Here is a project to showcase the many Arab immigrants and people of Arab background who have achieved notability in some way in the United States.

At right: Helen Zughaib, Prayer Rug for America, 2001. Giclee ¾, 20 x 13 in. Original in the collection of the Library of Congress.

Arab Americans

Arab Americans (Arabic: عَرَبٌ أَمْرِيكِيُّونَ‎‎) are Americans of Arab ethnic, cultural and linguistic heritage or identity, who identify themselves as Arab. Arab Americans trace ancestry to any of the various waves of immigrants of the countries comprising the Arab World. Arab Americans, and Arabs in general, comprise a highly diverse amalgam of groups with differing ancestral origins, religious backgrounds and historic identities.

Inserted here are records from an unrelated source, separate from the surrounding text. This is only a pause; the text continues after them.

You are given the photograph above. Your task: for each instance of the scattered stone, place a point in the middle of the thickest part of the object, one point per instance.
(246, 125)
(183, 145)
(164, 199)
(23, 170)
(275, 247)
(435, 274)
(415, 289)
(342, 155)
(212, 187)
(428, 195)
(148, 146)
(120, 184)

Instead, the ties that bind are a shared heritage by virtue of common linguistic, cultural, and political traditions.

According to the Arab American Institute (AAI), countries of origin for Arab Americans include Algeria, Bahrain, Comoros, Djibouti, Egypt, Iraq, Jordan, Kuwait, Lebanon, Libya, Mauritania, Morocco, Oman, Qatar, Palestine, Saudi Arabia, Somalia, Sudan, Syria, Tunisia, United Arab Emirates and Yemen.

According to the 2010 U.S. Census, there are 1,697,570 Arab Americans in the United States. 290,893 persons defined themselves as simply Arab, and a further 224,241 as Other Arab. Other groups on the 2010 Census are listed by nation of origin, and some may or may not be Arabs, or regard themselves as Arabs. The largest subgroup is by far the Lebanese Americans, with 501,907, followed by; Egyptian American with 190,078, Syrian American with 148,214, Iraqi American with 105,981, Moroccan American with 101,211, Somali American with 85,700, Palestinian American with 85,186, and Jordanian American with 61,664. Approximately 1/4 of all Arab Americans claimed two ancestries.

A number of peoples that may have lived in Arab countries and are now resident in the United States are not classified as Arabs, including; Assyrians (aka Chaldo-Assyrians) Berbers, Jews, Kurds, Turkmen, Azeris, Mandeans, Copts, Circassians, Shabaki, Armenians, Turks, Mhallami, Georgians, Yazidis, Balochs, Greeks, Iranians and Kawliya/Romani.